By Vilde Blomhoff Pedersen

29 October 2019 14:03

Failed pre-registered replication of mortality salience effects in traditional and novel measures

New working paper by Bjørn Sætrevik (UiB) and Hallgeir Sjåstad (FAIR Insight Team): “Failed pre-registered replication of mortality salience effects in traditional and novel measures.”

ABSTRACT

It has been claimed that mortality salience (MS) effects, in which death reminders lead to ingroup-bias and defensive protection of one’s worldview, is a fundamental human motivator. MS effects have been supported by more than 400 studies, but those mainly use the same experimental task and cultural setting, and pre-registered high-powered replications are lacking.

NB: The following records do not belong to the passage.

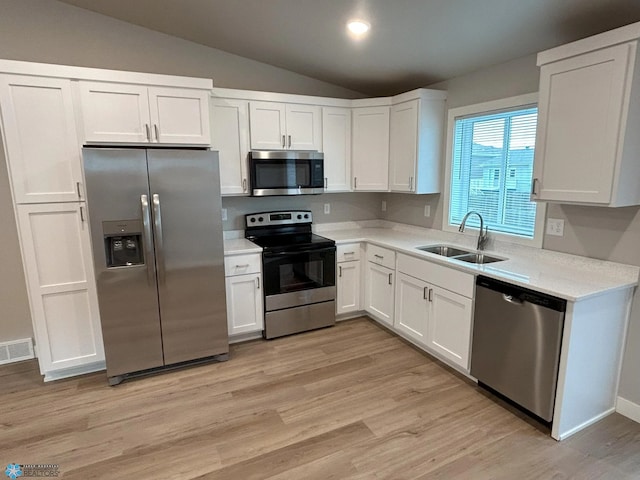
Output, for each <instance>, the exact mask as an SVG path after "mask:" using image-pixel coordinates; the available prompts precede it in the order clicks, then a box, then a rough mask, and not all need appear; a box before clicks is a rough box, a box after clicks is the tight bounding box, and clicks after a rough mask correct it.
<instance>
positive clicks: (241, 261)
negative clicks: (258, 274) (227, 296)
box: [224, 253, 262, 277]
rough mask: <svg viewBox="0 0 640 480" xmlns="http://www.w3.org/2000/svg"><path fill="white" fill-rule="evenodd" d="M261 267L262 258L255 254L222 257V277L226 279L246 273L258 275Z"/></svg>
mask: <svg viewBox="0 0 640 480" xmlns="http://www.w3.org/2000/svg"><path fill="white" fill-rule="evenodd" d="M261 266H262V256H261V255H260V254H256V253H250V254H248V255H230V256H228V257H224V275H225V276H226V277H232V276H234V275H244V274H247V273H260V271H261Z"/></svg>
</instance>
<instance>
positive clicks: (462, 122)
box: [449, 106, 538, 238]
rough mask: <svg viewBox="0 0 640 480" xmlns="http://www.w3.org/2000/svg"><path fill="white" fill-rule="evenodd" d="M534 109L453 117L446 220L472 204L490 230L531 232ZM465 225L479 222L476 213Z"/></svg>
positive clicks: (465, 212)
mask: <svg viewBox="0 0 640 480" xmlns="http://www.w3.org/2000/svg"><path fill="white" fill-rule="evenodd" d="M537 117H538V109H537V107H535V106H527V107H519V108H518V109H517V110H509V111H500V112H489V113H484V114H479V115H473V116H468V117H461V118H456V120H455V125H454V145H453V155H452V165H451V189H450V192H451V197H450V201H449V224H451V225H459V224H460V223H461V222H462V218H463V217H464V215H465V214H466V213H467V212H468V211H470V210H475V211H477V212H478V213H480V214H481V215H482V217H483V219H484V222H485V225H487V226H488V227H489V230H493V231H496V232H501V233H506V234H512V235H520V236H522V237H526V238H533V236H534V230H535V220H536V204H535V202H531V201H530V200H529V198H530V197H529V195H530V191H531V179H532V176H533V154H534V148H535V140H536V122H537ZM467 225H470V226H474V227H476V228H477V227H479V221H478V219H477V217H476V216H472V217H469V220H468V223H467Z"/></svg>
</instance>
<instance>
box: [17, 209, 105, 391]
mask: <svg viewBox="0 0 640 480" xmlns="http://www.w3.org/2000/svg"><path fill="white" fill-rule="evenodd" d="M17 212H18V224H19V228H20V238H21V245H22V257H23V261H24V264H25V271H26V277H27V284H28V287H29V301H30V305H31V314H32V317H33V326H34V333H35V339H36V347H37V352H38V361H39V362H40V371H41V373H43V374H44V375H45V380H52V379H55V378H60V377H63V376H67V375H65V374H64V371H65V370H68V369H74V371H75V373H79V372H81V371H82V369H83V367H85V368H86V371H92V370H96V369H102V368H104V346H103V343H102V331H101V328H100V314H99V309H98V295H97V292H96V286H95V277H94V273H93V261H92V258H91V239H90V235H89V225H88V223H87V219H86V216H85V215H86V208H85V206H84V203H51V204H34V205H18V207H17ZM92 364H96V365H95V366H94V368H91V365H92Z"/></svg>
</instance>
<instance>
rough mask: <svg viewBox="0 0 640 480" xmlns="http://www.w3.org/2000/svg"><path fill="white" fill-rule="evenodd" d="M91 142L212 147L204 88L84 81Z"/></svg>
mask: <svg viewBox="0 0 640 480" xmlns="http://www.w3.org/2000/svg"><path fill="white" fill-rule="evenodd" d="M79 88H80V102H81V110H82V125H83V127H84V140H85V142H87V143H142V144H148V143H163V144H171V145H209V143H210V141H211V138H210V128H209V108H208V103H209V95H208V92H207V91H205V90H197V89H188V88H173V87H166V88H161V87H147V86H144V85H129V84H118V83H102V82H85V81H81V82H79Z"/></svg>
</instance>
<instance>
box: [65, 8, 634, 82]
mask: <svg viewBox="0 0 640 480" xmlns="http://www.w3.org/2000/svg"><path fill="white" fill-rule="evenodd" d="M61 1H63V2H64V3H67V4H70V5H75V6H78V7H81V8H85V9H88V10H91V11H94V12H97V13H101V14H104V15H107V16H110V17H114V18H117V19H119V20H123V21H125V22H129V23H132V24H136V25H140V26H143V27H146V28H149V29H152V30H156V31H158V32H163V33H166V34H169V35H173V36H176V37H180V38H183V39H186V40H190V41H193V42H196V43H200V44H202V45H206V46H209V47H213V48H216V49H219V50H224V51H226V52H229V53H233V54H236V55H240V56H243V57H247V58H251V59H254V60H257V61H260V62H264V63H268V64H271V65H274V66H277V67H281V68H284V69H287V70H290V71H293V72H296V73H299V74H303V75H307V76H309V77H313V78H316V79H319V80H323V81H325V82H329V83H333V84H336V85H340V86H342V87H345V88H349V89H352V90H355V91H359V92H362V93H363V94H366V95H392V94H396V93H399V92H402V91H406V90H411V89H413V88H418V87H424V86H427V85H430V84H433V83H435V82H439V81H441V80H446V79H449V78H453V77H456V76H459V75H463V74H466V73H469V72H472V71H474V70H478V69H480V68H483V67H486V66H488V65H493V64H497V63H502V62H505V61H508V60H512V59H515V58H519V57H523V56H525V55H528V54H532V53H535V52H538V51H541V50H545V49H547V48H551V47H554V46H557V45H561V44H563V43H567V42H570V41H573V40H577V39H580V38H584V37H587V36H589V35H593V34H596V33H600V32H604V31H606V30H611V29H613V28H616V27H619V26H622V25H627V24H629V23H633V22H637V21H640V0H180V1H177V0H134V1H132V0H61ZM352 17H361V18H365V19H367V20H368V21H369V22H370V23H371V27H372V28H371V31H370V33H369V35H368V36H367V38H365V39H363V40H360V41H357V42H355V41H353V40H352V39H351V38H349V36H348V35H347V34H346V30H345V24H346V22H347V20H348V19H349V18H352Z"/></svg>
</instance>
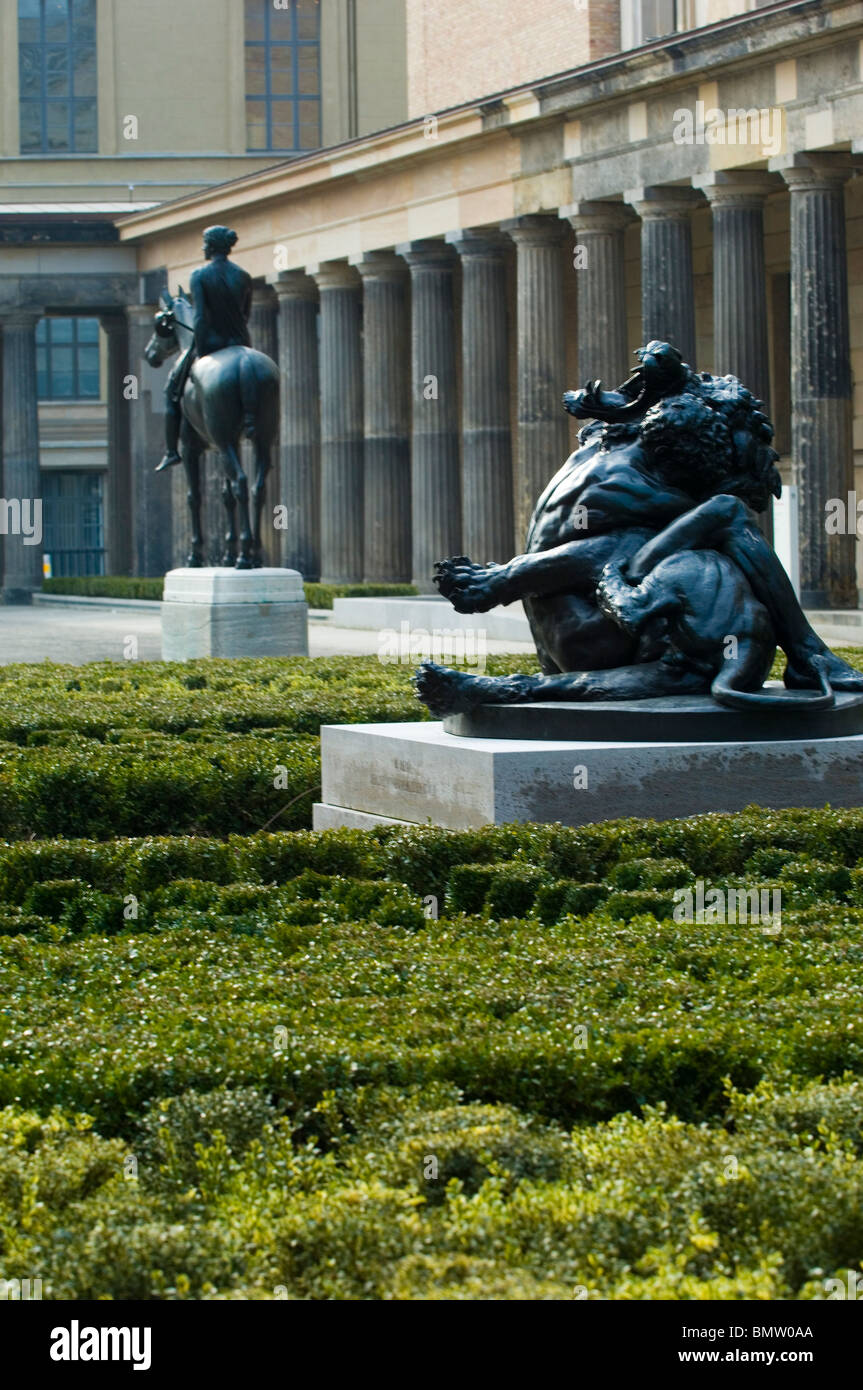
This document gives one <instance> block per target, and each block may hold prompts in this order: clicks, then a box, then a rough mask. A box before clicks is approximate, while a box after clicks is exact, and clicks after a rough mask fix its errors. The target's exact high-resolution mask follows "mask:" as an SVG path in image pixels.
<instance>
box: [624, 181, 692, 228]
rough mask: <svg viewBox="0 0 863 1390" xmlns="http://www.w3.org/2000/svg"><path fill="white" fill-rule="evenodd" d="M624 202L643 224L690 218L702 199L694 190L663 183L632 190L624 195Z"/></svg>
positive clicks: (628, 189) (677, 220) (629, 190)
mask: <svg viewBox="0 0 863 1390" xmlns="http://www.w3.org/2000/svg"><path fill="white" fill-rule="evenodd" d="M624 202H625V203H630V204H631V206H632V207H634V208H635V211H636V213H638V215H639V217H641V220H642V222H646V221H655V222H659V221H682V220H684V218H688V217H689V214H691V211H692V208H693V207H698V204H699V203H700V202H702V199H700V197H699V195H698V193H696V192H695V189H692V188H678V186H675V185H671V183H667V185H666V183H663V185H653V186H642V188H630V189H627V192H625V193H624Z"/></svg>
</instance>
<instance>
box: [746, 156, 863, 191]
mask: <svg viewBox="0 0 863 1390" xmlns="http://www.w3.org/2000/svg"><path fill="white" fill-rule="evenodd" d="M769 168H770V170H771V171H775V172H777V174H781V175H782V178H784V181H785V183H787V185H788V188H789V189H792V190H798V189H824V190H827V189H831V188H838V186H841V185H842V183H845V182H846V179H849V178H850V177H852V174H856V172H857V170H859V168H860V161H859V158H855V156H853V154H848V153H845V152H844V150H824V152H820V150H814V152H812V153H809V152H799V153H796V154H778V156H777V157H775V158H774V160H770V163H769Z"/></svg>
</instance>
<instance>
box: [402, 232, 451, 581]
mask: <svg viewBox="0 0 863 1390" xmlns="http://www.w3.org/2000/svg"><path fill="white" fill-rule="evenodd" d="M397 252H399V254H400V256H403V257H404V260H406V261H407V264H409V267H410V288H411V331H410V336H411V403H413V423H411V553H413V560H411V578H413V582H414V584H416V585H417V588H418V589H420V591H421V592H422V594H429V592H436V589H435V587H434V584H432V578H431V577H432V571H434V566H435V560H445V559H447V557H449V556H452V555H460V552H461V477H460V460H459V393H457V371H456V345H457V332H456V313H454V295H453V271H454V267H456V256H454V253H453V252H452V250H450V247H449V246H446V245H445V243H443V242H435V240H425V242H409V243H406V245H403V246H399V247H397Z"/></svg>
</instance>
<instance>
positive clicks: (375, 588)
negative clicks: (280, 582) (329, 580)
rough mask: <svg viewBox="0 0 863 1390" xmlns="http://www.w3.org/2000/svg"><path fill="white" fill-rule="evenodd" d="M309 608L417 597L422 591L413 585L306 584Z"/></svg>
mask: <svg viewBox="0 0 863 1390" xmlns="http://www.w3.org/2000/svg"><path fill="white" fill-rule="evenodd" d="M303 588H304V589H306V602H307V603H309V607H317V609H324V607H325V609H331V607H332V600H334V599H342V598H345V599H375V598H404V596H416V595H417V594H418V592H420V589H417V588H416V587H414V585H413V584H315V582H306V584H304V585H303Z"/></svg>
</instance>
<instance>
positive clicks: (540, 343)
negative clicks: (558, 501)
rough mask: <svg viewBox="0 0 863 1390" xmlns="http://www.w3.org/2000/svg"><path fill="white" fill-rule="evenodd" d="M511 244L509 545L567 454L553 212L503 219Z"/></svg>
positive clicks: (560, 239) (521, 525) (560, 272)
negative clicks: (516, 417)
mask: <svg viewBox="0 0 863 1390" xmlns="http://www.w3.org/2000/svg"><path fill="white" fill-rule="evenodd" d="M503 231H504V232H507V234H509V235H510V236H511V238H513V240H514V243H516V250H517V277H516V300H517V310H516V335H517V370H518V398H517V407H518V435H517V439H516V470H514V471H516V485H514V506H516V546H517V549H521V546H523V543H524V539H525V537H527V530H528V525H529V521H531V517H532V514H534V507H535V506H536V500H538V498H539V495H541V492H542V491H543V488H545V486H546V484H548V481H549V478H552V477H553V475H554V474H556V473H557V470H559V468H560V466H561V463H563V461H564V459H566V457H567V455H568V452H570V450H568V439H570V431H568V424H567V416H566V413H564V409H563V404H561V396H563V392H564V391H566V336H564V304H563V259H561V242H563V236H564V229H563V227H561V225H560V218H559V217H541V215H538V217H518V218H514V220H513V221H510V222H504V224H503Z"/></svg>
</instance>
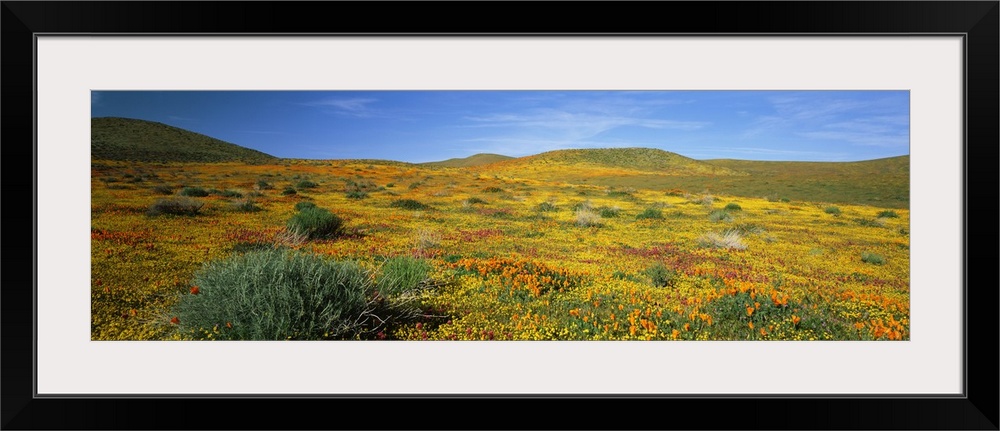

Experiment 1 (101 Norwegian participants) aimed to replicate the MS effect in a pre-registered laboratory experiment, using a traditional essay measure of national patriotism, a novel measure of culturally dominant democratic values, and a novel measure of pro-sociality. We also included checks of whether MS had effects on Stroop processing and psychophysiology. Experiment 2 (783 US participants) aimed to replicate the MS effect on national patriotism in a pre-registered and high-powered online experiment, with ingroup identification and pro-sociality as additional outcome measures. The primary result was that neither experiment replicated the traditional MS effect on national patriotism. Experiment 1 also failed to show MS effects on the novel measures of processing speed of social or death related words, on psychophysiological responses, and to conceptually replicate the effect for a different cultural value. Experiment 2 failed to show an MS effect on ingroup identification, but found a small effect of MS decreasing pro-sociality, which is in the opposite direction of theoretical predictions and previous findings. This indicates that the traditional MS effect is less robust and generalizable than previously assumed, and is difficult to trace to the mechanisms proposed by the prevailing “terror management theory” framework.